Summary — AJR 14 (BDR R-991)
Status
- Assembly Joint Resolution (AJR) 14 was adopted by the Nevada Legislature and enrolled and delivered to the Secretary of State (File No. 22). Key legislative steps include introduction (March 24, 2025), amendment and committee consideration in April 2025, passage in the Assembly, and enrollment in late May 2025.
Title / Purpose
- Condemns the January 6, 2021 attack on the U.S. Capitol (including assaults on law enforcement officers) and denounces the use of presidential pardons and commutations to absolve participants in that riot.
Main provisions / what the resolution says
- Condemns the breach of the U.S. Capitol on January 6, 2021 as an attack on the Capitol, the rule of law, and American democratic values.
- Notes that the attack resulted in traumatic injuries to law enforcement (the text cites at least 140 officers injured) and references specific allegations of assaults on officers.
- Expressly denounces the use of presidential pardons and commutations issued on January 20, 2025 that, according to the resolution’s text, absolved roughly 1,500 individuals involved in the attack.
- Cites statements from law-enforcement organizations (International Association of Chiefs of Police and Fraternal Order of Police) condemning those pardons/commutations and stressing the need for accountability.
- Directs the Chief Clerk of the Assembly to prepare and transmit copies of the resolution to: the President of the United States, the President Pro Tempore of the U.S. Senate, the Speaker of the U.S. House, and Nevada’s congressional delegation.
- Declares the resolution effective upon passage.
Scope, legal effect, and fiscal impact
- AJR 14 is a joint resolution expressing the position of the Nevada Legislature; it is declaratory and symbolic and does not change federal law or alter the legal effect of presidential pardons or federal prosecutions.
- The resolution contains no implementing provisions, penalties, or funding obligations. Legislative fiscal notes indicate no effect on the State or local government.

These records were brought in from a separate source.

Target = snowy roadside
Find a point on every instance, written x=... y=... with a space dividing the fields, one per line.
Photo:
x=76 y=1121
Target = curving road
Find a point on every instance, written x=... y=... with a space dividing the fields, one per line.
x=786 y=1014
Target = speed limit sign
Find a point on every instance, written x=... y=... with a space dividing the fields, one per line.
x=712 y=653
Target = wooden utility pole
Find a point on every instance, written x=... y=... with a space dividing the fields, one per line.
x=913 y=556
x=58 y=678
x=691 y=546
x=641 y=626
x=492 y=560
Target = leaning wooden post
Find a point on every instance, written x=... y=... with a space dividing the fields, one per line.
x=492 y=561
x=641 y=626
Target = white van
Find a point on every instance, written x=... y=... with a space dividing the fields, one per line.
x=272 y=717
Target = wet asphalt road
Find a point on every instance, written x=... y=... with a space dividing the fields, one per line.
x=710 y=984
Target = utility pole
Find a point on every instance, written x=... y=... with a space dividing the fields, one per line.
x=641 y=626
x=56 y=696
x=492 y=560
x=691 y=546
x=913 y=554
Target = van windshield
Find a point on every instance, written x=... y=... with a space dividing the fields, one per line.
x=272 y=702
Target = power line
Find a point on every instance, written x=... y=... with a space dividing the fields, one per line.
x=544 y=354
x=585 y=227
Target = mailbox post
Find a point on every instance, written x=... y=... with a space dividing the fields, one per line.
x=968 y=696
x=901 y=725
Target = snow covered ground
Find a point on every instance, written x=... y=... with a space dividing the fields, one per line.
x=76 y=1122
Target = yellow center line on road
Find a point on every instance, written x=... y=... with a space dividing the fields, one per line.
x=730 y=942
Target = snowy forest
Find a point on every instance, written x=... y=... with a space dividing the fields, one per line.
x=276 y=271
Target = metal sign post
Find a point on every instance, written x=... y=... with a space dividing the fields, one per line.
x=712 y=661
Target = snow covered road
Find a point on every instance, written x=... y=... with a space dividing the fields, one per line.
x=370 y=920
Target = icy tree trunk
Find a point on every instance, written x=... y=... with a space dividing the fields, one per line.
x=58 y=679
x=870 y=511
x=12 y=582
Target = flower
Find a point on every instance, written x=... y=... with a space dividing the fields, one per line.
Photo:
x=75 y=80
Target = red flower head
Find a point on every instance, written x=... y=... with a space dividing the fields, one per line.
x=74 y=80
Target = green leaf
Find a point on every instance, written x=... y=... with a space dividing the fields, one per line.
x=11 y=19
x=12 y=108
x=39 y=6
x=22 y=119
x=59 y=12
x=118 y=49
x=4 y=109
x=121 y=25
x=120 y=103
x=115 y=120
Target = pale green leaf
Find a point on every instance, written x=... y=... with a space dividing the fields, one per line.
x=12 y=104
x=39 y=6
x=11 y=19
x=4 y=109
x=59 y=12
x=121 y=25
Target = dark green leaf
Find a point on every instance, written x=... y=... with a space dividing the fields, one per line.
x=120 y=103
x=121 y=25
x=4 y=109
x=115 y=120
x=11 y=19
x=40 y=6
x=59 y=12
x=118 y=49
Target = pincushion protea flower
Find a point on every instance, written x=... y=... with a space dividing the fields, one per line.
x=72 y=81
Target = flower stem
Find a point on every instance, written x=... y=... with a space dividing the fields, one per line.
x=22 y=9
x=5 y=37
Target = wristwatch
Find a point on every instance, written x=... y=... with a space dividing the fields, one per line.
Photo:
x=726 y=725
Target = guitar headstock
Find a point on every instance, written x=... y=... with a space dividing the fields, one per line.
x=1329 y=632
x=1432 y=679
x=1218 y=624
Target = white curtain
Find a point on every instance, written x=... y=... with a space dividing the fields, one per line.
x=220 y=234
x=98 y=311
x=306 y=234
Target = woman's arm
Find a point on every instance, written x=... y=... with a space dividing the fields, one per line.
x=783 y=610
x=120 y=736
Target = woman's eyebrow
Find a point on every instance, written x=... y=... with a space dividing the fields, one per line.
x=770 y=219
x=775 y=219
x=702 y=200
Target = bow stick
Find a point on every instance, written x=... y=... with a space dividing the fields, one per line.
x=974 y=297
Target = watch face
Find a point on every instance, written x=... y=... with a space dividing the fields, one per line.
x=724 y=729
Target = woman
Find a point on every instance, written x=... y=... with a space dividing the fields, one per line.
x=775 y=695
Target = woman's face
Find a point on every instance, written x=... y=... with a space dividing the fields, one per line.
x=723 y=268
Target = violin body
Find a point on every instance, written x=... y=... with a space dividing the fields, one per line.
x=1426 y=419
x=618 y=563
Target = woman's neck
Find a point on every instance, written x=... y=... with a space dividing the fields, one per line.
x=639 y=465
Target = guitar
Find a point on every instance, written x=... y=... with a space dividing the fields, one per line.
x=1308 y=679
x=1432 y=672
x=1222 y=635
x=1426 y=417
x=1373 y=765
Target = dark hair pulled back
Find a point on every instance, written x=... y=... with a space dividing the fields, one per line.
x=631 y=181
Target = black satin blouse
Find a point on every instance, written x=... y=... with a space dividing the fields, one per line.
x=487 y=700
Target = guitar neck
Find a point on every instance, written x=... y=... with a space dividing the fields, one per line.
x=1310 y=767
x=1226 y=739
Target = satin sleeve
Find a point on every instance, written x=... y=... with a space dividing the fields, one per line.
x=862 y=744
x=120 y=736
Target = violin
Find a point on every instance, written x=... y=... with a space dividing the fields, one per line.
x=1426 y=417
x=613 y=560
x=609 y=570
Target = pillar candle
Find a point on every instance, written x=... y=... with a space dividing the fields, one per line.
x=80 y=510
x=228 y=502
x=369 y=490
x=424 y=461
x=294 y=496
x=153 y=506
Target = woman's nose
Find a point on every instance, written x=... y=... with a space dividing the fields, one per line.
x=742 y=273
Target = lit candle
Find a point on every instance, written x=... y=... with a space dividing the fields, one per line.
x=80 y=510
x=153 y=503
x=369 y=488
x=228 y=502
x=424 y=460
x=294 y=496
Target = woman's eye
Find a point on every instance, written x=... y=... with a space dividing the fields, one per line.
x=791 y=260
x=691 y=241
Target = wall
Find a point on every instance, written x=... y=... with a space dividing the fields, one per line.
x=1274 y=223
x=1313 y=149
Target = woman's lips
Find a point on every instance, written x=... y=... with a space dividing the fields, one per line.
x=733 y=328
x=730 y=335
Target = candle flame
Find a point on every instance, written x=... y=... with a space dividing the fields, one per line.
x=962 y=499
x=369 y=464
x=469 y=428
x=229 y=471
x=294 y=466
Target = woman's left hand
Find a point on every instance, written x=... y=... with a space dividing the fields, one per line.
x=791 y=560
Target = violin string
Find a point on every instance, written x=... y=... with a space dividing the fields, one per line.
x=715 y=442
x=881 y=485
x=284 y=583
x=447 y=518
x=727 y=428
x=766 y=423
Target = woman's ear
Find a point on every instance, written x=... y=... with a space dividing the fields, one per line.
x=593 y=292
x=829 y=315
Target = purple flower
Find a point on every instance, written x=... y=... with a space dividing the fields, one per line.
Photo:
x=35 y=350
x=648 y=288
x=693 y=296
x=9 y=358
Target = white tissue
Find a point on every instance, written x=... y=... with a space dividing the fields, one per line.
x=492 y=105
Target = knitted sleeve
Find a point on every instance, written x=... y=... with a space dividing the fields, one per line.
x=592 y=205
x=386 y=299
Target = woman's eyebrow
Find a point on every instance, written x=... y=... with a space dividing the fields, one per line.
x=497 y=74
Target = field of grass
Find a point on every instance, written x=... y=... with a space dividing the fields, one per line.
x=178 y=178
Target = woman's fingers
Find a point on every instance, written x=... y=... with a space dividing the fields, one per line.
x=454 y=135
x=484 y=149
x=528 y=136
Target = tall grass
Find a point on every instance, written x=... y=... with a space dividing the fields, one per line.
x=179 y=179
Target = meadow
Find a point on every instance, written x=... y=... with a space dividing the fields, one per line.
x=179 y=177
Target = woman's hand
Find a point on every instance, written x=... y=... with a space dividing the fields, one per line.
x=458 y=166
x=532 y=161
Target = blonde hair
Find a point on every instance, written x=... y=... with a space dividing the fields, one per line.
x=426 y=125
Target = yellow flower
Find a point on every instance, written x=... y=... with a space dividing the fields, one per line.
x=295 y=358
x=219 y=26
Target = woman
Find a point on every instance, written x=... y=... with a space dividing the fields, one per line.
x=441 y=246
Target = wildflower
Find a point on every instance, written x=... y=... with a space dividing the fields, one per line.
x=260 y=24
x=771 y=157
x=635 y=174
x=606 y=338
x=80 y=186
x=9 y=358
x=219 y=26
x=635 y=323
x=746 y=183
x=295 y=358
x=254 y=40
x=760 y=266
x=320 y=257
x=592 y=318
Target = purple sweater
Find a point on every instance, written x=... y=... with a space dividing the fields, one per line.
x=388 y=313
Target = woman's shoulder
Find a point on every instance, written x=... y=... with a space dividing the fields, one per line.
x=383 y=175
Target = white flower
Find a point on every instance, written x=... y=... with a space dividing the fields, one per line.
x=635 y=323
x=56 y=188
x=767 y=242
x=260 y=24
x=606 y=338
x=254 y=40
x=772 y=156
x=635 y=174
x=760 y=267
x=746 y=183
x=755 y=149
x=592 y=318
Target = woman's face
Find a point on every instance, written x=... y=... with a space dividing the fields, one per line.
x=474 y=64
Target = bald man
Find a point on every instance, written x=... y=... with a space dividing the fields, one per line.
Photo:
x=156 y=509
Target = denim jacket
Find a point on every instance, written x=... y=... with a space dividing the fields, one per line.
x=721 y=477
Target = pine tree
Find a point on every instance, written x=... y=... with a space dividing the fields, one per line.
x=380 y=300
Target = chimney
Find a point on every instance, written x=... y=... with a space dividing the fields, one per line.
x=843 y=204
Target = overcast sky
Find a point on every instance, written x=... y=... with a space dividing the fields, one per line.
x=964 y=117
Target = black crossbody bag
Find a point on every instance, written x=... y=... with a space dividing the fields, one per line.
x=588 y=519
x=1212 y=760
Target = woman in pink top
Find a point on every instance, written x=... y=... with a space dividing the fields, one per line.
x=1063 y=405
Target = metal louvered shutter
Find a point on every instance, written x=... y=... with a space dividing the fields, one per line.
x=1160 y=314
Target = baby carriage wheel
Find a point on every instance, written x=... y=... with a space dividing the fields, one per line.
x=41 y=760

Who is affected / implications
- Direct legal or financial effects: none.
- Political and symbolic effects: communicates Nevada’s official stance to federal leaders and may shape public and congressional discourse about accountability for the January 6 events and about the exercise of the presidential pardon power.
- Stakeholder responses: the legislative record includes written and oral support from civic and community groups and individuals who view the resolution as defending democracy and law enforcement. It also includes opposition from individuals and organizations arguing the measure is partisan, raises due-process concerns, or disputes factual characterizations of January 6.
Sponsors and procedural notes
- Primary sponsors: Assemblymembers Yeager, Monroe-Moreno, Miller, Jauregui, Backus and multiple cosponsors; Senate joint sponsors include Senators Scheible, Cannizzaro, Dondero Loop, Nguyen and Ohrenschall.
- The resolution was amended in committee (Amendment No. 378) during April 2025; the enrolled version incorporates sponsors and final text described above.